4.2 Design for Outcome O1

  • ODE models with linear and diagonal RHS (-> number of states = number of parameters) are randomly generated with -0.1 > pi > -1.1.
  • Dimensionality of problem is varied between 2 and 122 with 13 different dimensions.
  • Synthetic data: 11 equidistant measurements between 0 and 100.
  • 100 repetitions to estimate variance of the performance.
  • Gaussian noise with variance 1% of maximum prediction.
  • How long and how accurate is gradient calculation?

4.3 Design for Outcome O2

  • ODE models with linear and diagonal RHS (-> number of states = number of parameters) are randomly generated with -0.1 > pi > -1.1.
  • Dimensionality of problem is fixed to 50 dimensions.
  • Synthetic data: The number of time observations fluctuates between 2 and 122 in 12 steps 11 equidistant measurements between 0 and 100.
  • 100 repetitions to estimate variance of the performance.
  • Gaussian noise with variance 1% of maximum prediction.
  • How long and how accurate is gradient calculation?

4.4 Design for Outcome O3

  • Basically the same as the design for outcome O1, but instead of gradients, Hessians are now investigated.

4.5 Design for Outcome O4

  • Latent dynamic HIV model from Lavielle et al. (2011). It consists of 6 states, 11 parameters and 2 observables.
  • Parameters are randomly perturbed within 5% deviation.
  • Other procedures are identical to O2, i.e. number of observations is changed from 2 to 122.
  • How long and how accurate is gradient calculation?

4.6 Design for Outcome O5

  • Using the HIV model and vary the number of observations (as in Outcome O4).
  • Investigate the difference from the methods (as in Outcome O2).
  • How long and how accurate is Hessian calculation?
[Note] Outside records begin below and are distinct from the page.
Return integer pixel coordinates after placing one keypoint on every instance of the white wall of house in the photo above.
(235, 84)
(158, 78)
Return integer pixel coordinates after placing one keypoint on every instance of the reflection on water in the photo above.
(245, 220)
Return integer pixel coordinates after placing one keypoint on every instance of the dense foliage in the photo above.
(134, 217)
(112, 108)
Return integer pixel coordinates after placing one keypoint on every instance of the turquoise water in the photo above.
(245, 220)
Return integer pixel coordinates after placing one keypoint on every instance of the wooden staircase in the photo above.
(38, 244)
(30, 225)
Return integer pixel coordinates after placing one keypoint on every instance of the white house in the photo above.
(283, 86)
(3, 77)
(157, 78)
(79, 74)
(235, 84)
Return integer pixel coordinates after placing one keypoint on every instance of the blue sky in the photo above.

5 Further comments and aspects

  • Quite a lot of calculus is provided, also in the appendix.
  • Rather abstract problem formulation, i.e. it is not specifically designed for systems biology modeling problems.
  • "For models with a high-number of parameters and a small number of measurement times, the ASM is a clear winner."
  • Special case of linear and diagonal system. How do results translate to non-diagonal linear systems?

6 References

The list of cited or related literature is placed here.